Berdasarkan data awal, gempa memicu kerusakan parah pada infrastruktur sipil. Kerusakan tercatat mencakup 1.575 rumah—dengan 37 di antaranya hancur total—serta 61 bangunan runtuh. Selain itu, guncangan juga merusak 18 pusat kesehatan, 52 fasilitas pendidikan, 17 pusat kegiatan masyarakat, dan 18 ruas jalan di berbagai daerah terdampak.

Survei Geologi AS (USGS) mencatat gempa utama terjadi pada pukul 12.34 GMT (19.34 WIB) dengan pusat gempa berjarak 5 kilometer di timur kota San Jose del Palmar, Wilayah Choco, pada kedalaman 107 kilometer. Gempa susulan berkekuatan M 5,0 terjadi tak lama kemudian, yaitu pada pukul 13.18 GMT (20.18 WIB), sekitar 16 kilometer di barat San Jose del Palmar.

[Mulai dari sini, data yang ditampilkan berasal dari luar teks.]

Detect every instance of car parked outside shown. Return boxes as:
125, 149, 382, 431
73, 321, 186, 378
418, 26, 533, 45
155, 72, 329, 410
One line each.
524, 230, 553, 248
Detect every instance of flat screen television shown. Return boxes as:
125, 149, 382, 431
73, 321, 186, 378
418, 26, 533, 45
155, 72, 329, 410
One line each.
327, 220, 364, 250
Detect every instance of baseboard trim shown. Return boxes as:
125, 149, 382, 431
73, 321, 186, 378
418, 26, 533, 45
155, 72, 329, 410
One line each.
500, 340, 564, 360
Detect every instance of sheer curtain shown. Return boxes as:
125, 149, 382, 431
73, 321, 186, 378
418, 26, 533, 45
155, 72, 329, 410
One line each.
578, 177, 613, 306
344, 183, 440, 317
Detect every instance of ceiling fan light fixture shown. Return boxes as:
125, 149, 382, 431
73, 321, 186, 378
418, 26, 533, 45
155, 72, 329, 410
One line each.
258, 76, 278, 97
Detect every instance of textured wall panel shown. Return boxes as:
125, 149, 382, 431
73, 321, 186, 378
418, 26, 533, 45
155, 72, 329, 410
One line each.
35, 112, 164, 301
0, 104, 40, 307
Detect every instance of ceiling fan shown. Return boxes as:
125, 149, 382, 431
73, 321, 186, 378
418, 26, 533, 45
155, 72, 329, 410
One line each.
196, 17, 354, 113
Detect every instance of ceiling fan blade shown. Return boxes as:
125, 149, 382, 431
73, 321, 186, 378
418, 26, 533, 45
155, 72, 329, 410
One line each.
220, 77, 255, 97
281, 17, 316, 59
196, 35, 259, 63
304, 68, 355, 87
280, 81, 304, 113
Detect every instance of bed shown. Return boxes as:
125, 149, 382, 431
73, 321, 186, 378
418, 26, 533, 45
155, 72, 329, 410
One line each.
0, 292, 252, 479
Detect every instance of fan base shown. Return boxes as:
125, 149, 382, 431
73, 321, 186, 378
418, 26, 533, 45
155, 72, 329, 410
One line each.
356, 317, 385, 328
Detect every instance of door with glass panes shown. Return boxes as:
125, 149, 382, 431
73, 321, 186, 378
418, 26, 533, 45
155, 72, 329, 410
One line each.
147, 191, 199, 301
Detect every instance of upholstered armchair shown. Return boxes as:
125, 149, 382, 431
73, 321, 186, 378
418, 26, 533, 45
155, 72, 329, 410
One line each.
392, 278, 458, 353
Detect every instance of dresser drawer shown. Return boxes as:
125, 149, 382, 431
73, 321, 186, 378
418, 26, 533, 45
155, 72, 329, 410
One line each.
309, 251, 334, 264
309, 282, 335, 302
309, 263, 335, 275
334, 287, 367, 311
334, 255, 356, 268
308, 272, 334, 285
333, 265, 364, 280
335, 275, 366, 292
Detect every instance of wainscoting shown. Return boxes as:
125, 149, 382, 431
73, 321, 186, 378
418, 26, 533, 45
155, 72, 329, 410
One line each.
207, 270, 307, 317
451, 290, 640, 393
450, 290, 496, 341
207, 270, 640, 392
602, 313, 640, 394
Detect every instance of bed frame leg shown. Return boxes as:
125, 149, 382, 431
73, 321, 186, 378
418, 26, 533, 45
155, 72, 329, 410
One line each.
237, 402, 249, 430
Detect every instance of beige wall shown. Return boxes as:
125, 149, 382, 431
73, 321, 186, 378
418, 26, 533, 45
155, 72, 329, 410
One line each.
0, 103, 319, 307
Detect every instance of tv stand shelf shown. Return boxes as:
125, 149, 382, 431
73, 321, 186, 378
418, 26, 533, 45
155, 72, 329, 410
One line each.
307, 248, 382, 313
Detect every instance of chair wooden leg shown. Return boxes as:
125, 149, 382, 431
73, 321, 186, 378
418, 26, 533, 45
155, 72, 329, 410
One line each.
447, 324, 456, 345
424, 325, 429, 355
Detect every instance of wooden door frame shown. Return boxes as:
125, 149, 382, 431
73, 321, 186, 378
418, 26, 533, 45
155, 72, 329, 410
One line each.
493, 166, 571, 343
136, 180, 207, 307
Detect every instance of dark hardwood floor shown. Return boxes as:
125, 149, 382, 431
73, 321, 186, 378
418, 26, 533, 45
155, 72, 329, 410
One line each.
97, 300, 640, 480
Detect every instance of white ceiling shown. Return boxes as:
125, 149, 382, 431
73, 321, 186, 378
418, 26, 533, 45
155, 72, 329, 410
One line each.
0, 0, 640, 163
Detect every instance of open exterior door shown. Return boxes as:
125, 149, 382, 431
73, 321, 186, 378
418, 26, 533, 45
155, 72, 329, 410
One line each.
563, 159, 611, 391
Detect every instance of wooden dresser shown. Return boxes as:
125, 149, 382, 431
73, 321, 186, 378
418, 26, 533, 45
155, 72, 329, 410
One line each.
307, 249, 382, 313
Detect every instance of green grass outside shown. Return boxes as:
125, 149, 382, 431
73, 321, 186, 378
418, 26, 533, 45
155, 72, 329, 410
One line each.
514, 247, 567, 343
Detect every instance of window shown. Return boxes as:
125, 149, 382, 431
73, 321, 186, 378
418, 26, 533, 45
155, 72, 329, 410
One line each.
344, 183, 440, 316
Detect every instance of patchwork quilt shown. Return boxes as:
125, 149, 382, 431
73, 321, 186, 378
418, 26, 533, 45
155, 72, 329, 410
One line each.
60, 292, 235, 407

Meski berpusat di dekat kawasan pesisir, Sistem Peringatan Tsunami AS dan otoritas lokal mengonfirmasi tidak ada ancaman tsunami untuk wilayah Pasifik Kolombia, maupun wilayah pesisir AS dan Kanada.

Guna mengatasi krisis ini, Presiden De la Espriella menginstruksikan pembentukan segera Pos Komando Terpadu dan memimpin langsung operasi tanggap darurat. "Negara hadir dan mengambil tindakan," tegas De la Espriella. Ia membatalkan rencana kunjungan ke Pereira dan memilih kembali ke ibu kota, Bogota, untuk memfokuskan penanganan bencana secara nasional.

Dampak gempa terdistribusi di beberapa wilayah utama. Berdasarkan data Asosiasi Kota-Kota Ibu Kota Kolombia (Asocapitales), korban jiwa teridentifikasi di Risaralda (40 orang), Valle del Cauca (27 orang), dan Choco (4 orang). Wali Kota Pereira, Mauricio Salazar, mengonfirmasi 18 kematian di wilayahnya, sementara Wali Kota Manizales, Jorge Eduardo Rojas, melaporkan dua korban jiwa dan kerusakan signifikan pada puluhan bangunan.

Di Kota Cali, Wali Kota Alejandro Eder melaporkan sedikitnya 20 bangunan runtuh dan menimbun sejumlah warga. Kejadian serupa terjadi di Quibdo, ibu kota Choco, di mana petugas pemadam kebakaran berkejut dengan waktu untuk menyelamatkan warga yang terjebak di dalam reruntuhan bangunan. Gubernur Choco, Nubia Carolina Cordoba-Curi, menyebutkan selain empat korban jiwa, terdapat 69 warga luka-luka di wilayahnya.

Gempa juga melumpuhkan sektor transportasi dan layanan publik. Otoritas Penerbangan Sipil Kolombia menghentikan sementara operasional di delapan bandara untuk pemeriksaan struktur, termasuk Bandara Alfonso Bonilla Aragon di Cali. Khusus Bandara Popayan, operasional ditutup akibat paparan abu vulkanik dari Gunung Purace yang terpicu oleh aktivitas seismik tersebut. Sementara itu, Badan Infrastruktur Nasional menutup sementara Terowongan Sumapaz dan Jembatan Mariano Ospina guna peninjauan keamanan.

Dampak guncangan bahkan dirasakan hingga ke negara tetangga, Ekuador dan Panama. Para ahli menilai gempa ini merupakan salah satu yang terkuat di Kolombia dalam satu abad terakhir.